The full title in Japanese is, サイゴンハートブレーク・ホテル : 日本人記者たちのベトナム戦争, which Google translates as, Saigon Heartbreak Hotel: Japanese Reporters Vietnam War.  The abbreviated title is shown in English on the front cover - that is the only English in the book save for a bit on the colophon at the back of the book. The book was published in 2010 by Kodansha.  The book is in NEAR FINE CONDITION.  There is a wrap-around the dust jacket, and both are pristine.  The boards are pristine and the endpapers are photographs. The book has 484 clean and solidly bound pages, with photos throughout.  

Here is a synopsis of the 2017 English language book, which discusses the author and his writings on his experience in Vietnam:

"On the Frontlines of the Television War is the story of Yasutsune "Tony" Hirashiki's 10 years in Vietnam - beginning when he arrived in 1966 as a young freelancer with a 16mm camera but without a job or the slightest grasp of English and ending in the hectic fall of Saigon in 1975 when he was literally thrown on one of the last flights out. His memoir has all the exciting tales of peril, hardship, and close calls as the best of battle memoirs but it is primarily a story of very real and yet remarkable people: the soldiers who fought, bled, and died, and the reporters and photographers who went right to the frontlines to record their stories and memorialize their sacrifice.

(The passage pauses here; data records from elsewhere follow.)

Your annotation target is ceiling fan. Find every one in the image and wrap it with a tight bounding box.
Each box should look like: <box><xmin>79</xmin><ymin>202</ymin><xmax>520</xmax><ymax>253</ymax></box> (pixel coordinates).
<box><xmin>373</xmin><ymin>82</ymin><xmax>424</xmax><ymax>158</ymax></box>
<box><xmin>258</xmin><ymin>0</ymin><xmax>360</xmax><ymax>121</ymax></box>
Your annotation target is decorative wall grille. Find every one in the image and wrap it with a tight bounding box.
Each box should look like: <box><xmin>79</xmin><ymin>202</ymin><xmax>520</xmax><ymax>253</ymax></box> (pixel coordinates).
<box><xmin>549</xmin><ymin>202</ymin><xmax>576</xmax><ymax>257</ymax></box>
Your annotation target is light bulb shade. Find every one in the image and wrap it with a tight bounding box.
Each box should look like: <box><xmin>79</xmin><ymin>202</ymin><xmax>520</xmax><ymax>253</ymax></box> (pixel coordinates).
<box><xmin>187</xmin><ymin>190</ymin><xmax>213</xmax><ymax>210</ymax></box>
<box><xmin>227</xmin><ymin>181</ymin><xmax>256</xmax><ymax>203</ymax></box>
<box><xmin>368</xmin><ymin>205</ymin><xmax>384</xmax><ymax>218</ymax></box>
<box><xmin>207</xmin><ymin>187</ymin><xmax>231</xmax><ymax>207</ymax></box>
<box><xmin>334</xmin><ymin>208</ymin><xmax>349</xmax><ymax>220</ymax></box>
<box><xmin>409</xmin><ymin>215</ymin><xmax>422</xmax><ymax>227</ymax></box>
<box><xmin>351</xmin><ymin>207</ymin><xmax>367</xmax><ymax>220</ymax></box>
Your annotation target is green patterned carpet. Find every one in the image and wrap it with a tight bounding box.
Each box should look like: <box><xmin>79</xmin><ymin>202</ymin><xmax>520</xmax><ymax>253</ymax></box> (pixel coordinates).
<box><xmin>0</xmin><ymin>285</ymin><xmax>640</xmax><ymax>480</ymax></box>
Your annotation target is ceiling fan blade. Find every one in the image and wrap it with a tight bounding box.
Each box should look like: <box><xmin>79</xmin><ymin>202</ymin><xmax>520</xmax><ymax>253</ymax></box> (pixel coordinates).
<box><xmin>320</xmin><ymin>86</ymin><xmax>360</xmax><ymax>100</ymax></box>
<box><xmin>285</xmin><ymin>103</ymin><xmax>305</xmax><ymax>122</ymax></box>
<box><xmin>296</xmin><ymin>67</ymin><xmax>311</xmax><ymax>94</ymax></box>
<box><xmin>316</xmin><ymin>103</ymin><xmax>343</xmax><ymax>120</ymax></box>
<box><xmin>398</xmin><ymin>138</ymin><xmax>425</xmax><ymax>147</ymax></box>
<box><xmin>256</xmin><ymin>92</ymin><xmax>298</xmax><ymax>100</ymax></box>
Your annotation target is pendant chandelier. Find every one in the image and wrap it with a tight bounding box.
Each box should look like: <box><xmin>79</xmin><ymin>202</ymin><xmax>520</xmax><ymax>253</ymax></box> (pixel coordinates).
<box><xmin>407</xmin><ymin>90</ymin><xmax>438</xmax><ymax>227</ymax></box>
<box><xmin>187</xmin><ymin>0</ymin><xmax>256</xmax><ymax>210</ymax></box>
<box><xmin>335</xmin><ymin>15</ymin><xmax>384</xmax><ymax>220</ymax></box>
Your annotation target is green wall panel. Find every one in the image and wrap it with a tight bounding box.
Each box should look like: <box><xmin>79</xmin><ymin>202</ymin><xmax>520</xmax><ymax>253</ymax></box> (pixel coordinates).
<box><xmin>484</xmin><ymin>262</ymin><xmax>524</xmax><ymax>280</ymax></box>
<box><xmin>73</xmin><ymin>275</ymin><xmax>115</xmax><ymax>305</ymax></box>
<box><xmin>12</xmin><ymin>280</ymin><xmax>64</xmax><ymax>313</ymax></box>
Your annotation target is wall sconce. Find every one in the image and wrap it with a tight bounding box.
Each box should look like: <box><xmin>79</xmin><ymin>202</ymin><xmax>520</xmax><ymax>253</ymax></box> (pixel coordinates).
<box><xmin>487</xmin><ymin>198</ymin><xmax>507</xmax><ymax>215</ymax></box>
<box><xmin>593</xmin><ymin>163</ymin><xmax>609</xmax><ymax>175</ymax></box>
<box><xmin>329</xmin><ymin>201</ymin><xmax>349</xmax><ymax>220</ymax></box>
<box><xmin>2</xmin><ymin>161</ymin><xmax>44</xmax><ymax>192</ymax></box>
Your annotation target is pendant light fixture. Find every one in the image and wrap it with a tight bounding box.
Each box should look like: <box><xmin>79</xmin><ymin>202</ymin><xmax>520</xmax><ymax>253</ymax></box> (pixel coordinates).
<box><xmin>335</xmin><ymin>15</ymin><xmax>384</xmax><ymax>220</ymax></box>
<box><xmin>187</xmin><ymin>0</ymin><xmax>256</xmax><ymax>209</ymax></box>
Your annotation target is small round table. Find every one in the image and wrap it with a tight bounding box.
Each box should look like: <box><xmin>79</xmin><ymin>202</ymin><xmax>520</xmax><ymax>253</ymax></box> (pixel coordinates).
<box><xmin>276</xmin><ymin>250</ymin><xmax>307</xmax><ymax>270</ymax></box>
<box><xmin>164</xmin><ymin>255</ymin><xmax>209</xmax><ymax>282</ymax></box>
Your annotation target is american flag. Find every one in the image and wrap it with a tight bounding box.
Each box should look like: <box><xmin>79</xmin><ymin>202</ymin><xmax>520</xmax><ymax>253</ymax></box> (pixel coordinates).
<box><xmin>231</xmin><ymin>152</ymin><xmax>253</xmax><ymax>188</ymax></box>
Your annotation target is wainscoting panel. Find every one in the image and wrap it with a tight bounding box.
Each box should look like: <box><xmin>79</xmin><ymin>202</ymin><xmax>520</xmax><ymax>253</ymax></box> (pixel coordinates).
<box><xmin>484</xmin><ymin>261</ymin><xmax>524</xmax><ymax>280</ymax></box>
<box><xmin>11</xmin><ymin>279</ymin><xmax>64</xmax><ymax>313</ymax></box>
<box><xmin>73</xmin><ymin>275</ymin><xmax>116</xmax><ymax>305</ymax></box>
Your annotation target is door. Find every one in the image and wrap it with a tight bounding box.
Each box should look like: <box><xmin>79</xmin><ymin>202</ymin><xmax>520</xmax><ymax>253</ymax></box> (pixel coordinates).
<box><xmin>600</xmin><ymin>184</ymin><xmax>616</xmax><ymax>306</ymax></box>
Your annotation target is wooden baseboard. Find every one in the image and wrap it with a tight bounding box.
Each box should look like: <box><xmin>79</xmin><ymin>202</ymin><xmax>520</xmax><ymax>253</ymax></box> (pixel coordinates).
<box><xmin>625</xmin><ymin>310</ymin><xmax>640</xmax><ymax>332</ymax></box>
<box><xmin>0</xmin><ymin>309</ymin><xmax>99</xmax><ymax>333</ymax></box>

The great books about Vietnam journalism have been about print reporters, still photographers, and television correspondents, but if this was truly the first "television war", then it is time to hear the story of the cameramen who shot the pictures and the reporters who wrote the stories that the average American witnessed daily in their living rooms. An award-winning sensation when it was released in Japan in 2008, this book been completely re-created for an international audience.

In 2008, the Japanese edition was published by Kodansha in two hardback volumes and titled I Wanted to Be Capa. It won the 2009 Oya Soichi Nonfiction Award - a prize usually reserved for much younger writers - and Kodansha almost doubled their initial print run to meet the demand. In that period, he was interviewed extensively, a documentary was filmed in which he returned to the people and places of his wartime experience, and a dramatization of his book was written and presented on NHK Radio. A Kodansha paperback was published in 2010 with an initial printing of 17,000 copies and continues to sell at a respectable pace."

On fellow journalist Don North (1938-2019), from an obituary:

"For forty years, Don North was a journalist, film and video producer, cameraman, spokesperson, writer, and trainer in a wide variety of international forums. He began his career in Hong Kong, soon gravitating to the war in Vietnam where he assumed the roles of photojournalist and radio reporter. In 1968 he reported on the attack of the US Embassy by Viet Cong guerrillas during the Tet Offensive. He has been embedded in fifteen wars including reporting from Bosnia, Sarajevo, Afghanistan, and Iraq. He worked at the American University in Nigeria where he has witnessed the atrocities of the Boko Haram."